Jujusoft

The evolution of HTML Editor

It has been my experience that most projects i start are a direct result of need or a dissatisfaction with existing products. The problem i have is that i often stop needing the product before i finish creating it. A programmer like me is constantly building tools to help him get his work done, but consequently hardly ever achieves anything he originally set out to do.

A simple plan

 
When i first started working on this web site, i found the management of multiple HTML pages surprisingly time consuming. I had no sophisticated tools for the job, so i decided to start the even more time consuming task of creating my own.
 
I always liked the simplicity of Microsoft's ActiveX DHTML control (as featured in Outlook Express), so i decided to start working on a basic tool which would give me simple WYSIWYG as well as direct source editing. All i needed to do was wrap the DHTML object and voila! I had a stand alone very basic HTML editor. But then, i really needed to have source editing (raw HTML) as well, so i changed from a very simple single window interface to a more complex tabbed interface. The source editing component (with syntax hilighting) was provided by the editing control i developed for my text editor. Also i added a browser preview tab, since the tabbed interface made it trivial to implement additional views.
 
So now i had something very close to what you get when you edit an email in Outlook Express. Except mine was not for email, it was for working with plain HTML files. This is pretty much what i had set out to achieve. I added some extra buttons for table support (which you don't get in Outlook Express).
 
But then, it was still only good for editing a single page, and i was trying to manage a web site! It was obviously time to make it a little more advanced, so i added some file & site management. Added a TreeView control to it for the purpose. At first the tree view only showed files that could be reached from the currently open page. Seemed like a good idea at the time, but turned out to be more confusing than anything. So i changed it to a more obvious directory structure, starting at the site's root.
 
Of course a tree is not that useful by itself, so i also added template based pages (you're reading one right now) and intelligent link tracking and updating, so that renaming one file in your site will no result in broken links, and all pages use relative links, to make the web site as portable as possible.
 
But it wasn't enough... i was still tied to the MS DHTML control. I wanted more. And so, i began work on my custom HTML editor...
 

Spinning out of control

ActiveX controls... puh-leeze!
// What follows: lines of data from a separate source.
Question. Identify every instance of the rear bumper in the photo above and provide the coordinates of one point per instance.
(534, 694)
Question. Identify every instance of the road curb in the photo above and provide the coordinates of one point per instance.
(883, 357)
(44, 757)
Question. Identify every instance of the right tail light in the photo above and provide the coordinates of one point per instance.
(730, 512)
While there is certainly some sense in packaging code into these executable chunks, i cant see the point of objects which take twice the effort to interface to as they would if implemented  statically!
See, i got frustrated trying to use table functionality of MS's ActiveX control. Basically the control is lacking in some really useful things, like the ability for a parent application to control selection and cursor positioning, or to insert HTML directly. For example i cant find a way to create a simple <BR> without pasting it to the clipboard and using the inbuilt copy functionality. Doing it this way clobbers the clipboard. 
 
So i started looking at other implementations and wondering how much work it would be to write an HTML editor from scratch, more out of curiosity than necessity. First step would be a viewer (renderer), with editing functionality to be added later. But then, only an idiot with too much time on their hands would bother reinventing that wheel.
 
But then, this idiot likes mucking around with fonts and antialiasing, so i says to myself, i says "why not?", i says. At least i could try some simple structured document parsing to see if i could use it in the Book Reader , which has been sadly languishing. (Book Reader is really a nice app, if i could just get around to adding an interface to it!)
 
Tried out some basic XML structured document rendering, supporting little more than paragrahs and indents. To the right is an early detail. Images are represented by yellow circles with blue edges. While it looks nothing like the same document in a browser, it looks cute enough to inspire me to keep working on it.
 
Added support for basic font control etcetera, and liked the rapidity of the improvements. It is worth noting that this is the most exciting part of reinventing the wheel, because you're reenacting some great idea that someone else had a long time ago, and even though you're not the first one to do it, you can still feel the excitement of creating something new, which works. I start to recall the earliest web pages i ever saw, and the speed with which new and mostly useful formatting options (and a wider understanding of existing ones) appeared. Tables were a big step i think, appearing in HTML 2.0? i'd have to check that...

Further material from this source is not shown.